Once an approach gets ‘buzzword’ status the pressure is on to apply it in every new project but its important to apply it to the right project at the right time.
Design Sprints are a great process they are fun, bring people together and get quick visible results, but the trick to success is how it’s used and managed. Without the right team, approach and expectations it can become a fast path to bad practices — poor insight, bad design and misleading outcomes.
Design Sprint Series: Part 1
Where have they come from?
It’s a process made popular as a Design Sprint by Google Ventures, built from the ‘Design Thinking’ approach by IDEO and the D-school of design at Stanford.
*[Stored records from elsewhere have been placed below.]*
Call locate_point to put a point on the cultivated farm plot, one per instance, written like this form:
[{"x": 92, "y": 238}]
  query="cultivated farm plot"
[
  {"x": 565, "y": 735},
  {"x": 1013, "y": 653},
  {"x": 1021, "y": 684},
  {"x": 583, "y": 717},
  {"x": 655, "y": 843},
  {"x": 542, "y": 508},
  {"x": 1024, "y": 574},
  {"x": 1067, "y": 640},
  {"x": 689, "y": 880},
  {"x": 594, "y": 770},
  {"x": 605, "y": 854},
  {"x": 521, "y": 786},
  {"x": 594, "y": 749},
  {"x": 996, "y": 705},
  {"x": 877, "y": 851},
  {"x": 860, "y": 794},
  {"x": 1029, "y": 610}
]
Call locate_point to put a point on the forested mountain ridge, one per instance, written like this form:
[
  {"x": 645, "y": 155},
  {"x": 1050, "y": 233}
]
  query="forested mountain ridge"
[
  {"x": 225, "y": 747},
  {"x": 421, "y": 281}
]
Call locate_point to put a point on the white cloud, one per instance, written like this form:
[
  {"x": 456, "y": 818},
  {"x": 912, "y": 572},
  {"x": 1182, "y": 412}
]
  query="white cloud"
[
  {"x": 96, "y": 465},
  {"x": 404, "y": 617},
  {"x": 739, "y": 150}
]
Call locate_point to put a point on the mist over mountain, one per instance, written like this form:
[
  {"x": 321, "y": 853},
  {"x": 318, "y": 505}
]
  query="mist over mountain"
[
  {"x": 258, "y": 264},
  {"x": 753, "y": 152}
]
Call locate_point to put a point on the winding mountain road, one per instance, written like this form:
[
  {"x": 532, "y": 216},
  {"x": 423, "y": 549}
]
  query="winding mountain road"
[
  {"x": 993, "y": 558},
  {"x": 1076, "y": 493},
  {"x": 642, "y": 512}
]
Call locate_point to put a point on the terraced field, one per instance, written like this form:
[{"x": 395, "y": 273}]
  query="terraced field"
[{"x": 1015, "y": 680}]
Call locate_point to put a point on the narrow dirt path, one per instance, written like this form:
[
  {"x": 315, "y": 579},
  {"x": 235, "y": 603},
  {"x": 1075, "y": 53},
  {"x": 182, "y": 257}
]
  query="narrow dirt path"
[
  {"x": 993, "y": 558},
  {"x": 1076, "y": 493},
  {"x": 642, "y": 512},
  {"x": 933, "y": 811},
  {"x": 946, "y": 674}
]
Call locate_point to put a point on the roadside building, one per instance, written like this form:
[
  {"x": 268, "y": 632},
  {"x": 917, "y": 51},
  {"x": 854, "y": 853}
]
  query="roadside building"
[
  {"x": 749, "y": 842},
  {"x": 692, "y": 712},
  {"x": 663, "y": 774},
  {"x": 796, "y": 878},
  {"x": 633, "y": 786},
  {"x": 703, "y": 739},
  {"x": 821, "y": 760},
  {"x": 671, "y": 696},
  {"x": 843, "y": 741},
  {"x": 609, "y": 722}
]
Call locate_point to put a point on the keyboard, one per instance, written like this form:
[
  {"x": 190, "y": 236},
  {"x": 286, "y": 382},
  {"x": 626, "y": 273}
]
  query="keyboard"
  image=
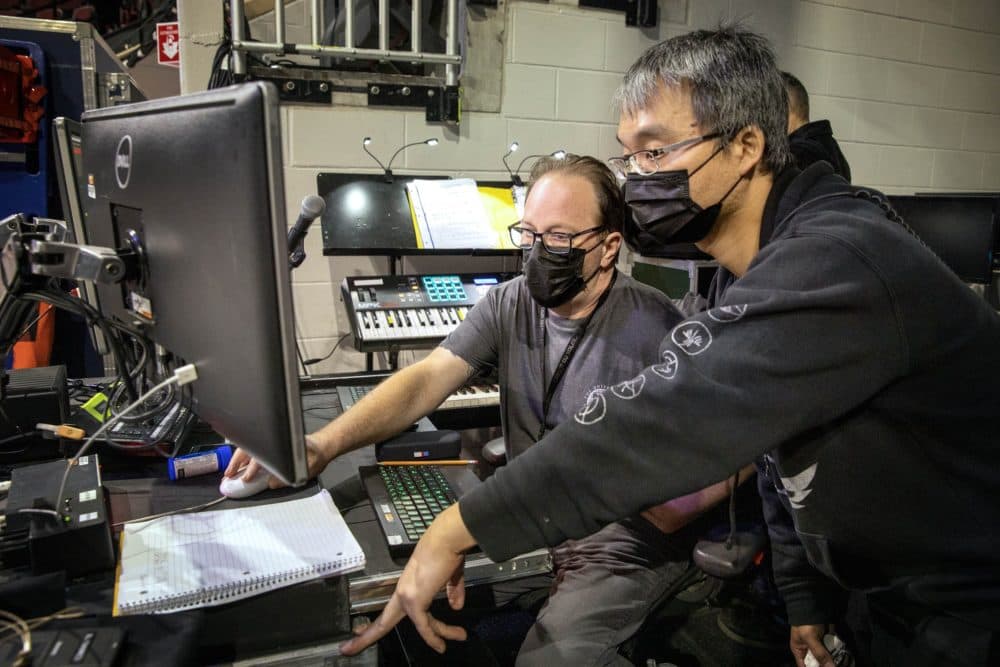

Jake Knapp is the man you’ll see cited everywhere, there are countless books, apps and courses.
What is it actually?
Design Sprint is a framework to get new ideas, using multidisciplinary teams to test and create quickly. It simplifies design processes and enables collaboration from the outset to get rough ideas in front of users in a lean fast way. Generally, it is seen as a 5 step process that goes from insight and design to testing in a short time frame — say a week.
What these stages are exactly can vary depending on what you read, but as always it is best practice to adapt any process you use to meet your needs and situation.
How is it different from any Agile Sprint process?
It’s about taking existing sprint techniques and appropriating them for more strategic design challenges. Agile sprints are generally focused on delivery, tied closely to development and they tend to be detailed and incremental.
This level of detail can be a suffocating barrier if you want to look at the bigger picture. Here enter ‘Design Sprint’ — a way of bringing the greatest hits of lean sprint minus the detailed requirements of delivery. Giving more air to strategic proposition development away from the realities of delivery.
What do they do?
Design sprints start from insight, for example taking observed behaviours from a market or customers as a brief to find new opportunities they are best used in two ways;
Propositional Design Sprints
High-level new ideas for example the ‘venture’ market. Its all about finding new business opportunities, building a startup idea or quickly validating a next-phase business ‘vision’ or proposition.Product or service Design Sprints
This is all about looking for new opportunities within an existing product or service. Think of these more as feature sprints. Great for fast validation, iteration and product problem-solving.
Design sprint is not about testing minutia (a button or heading), it’s about solving a problem or opportunity and seeing if your new ‘amazing’ idea has actual legs, with real people, fast!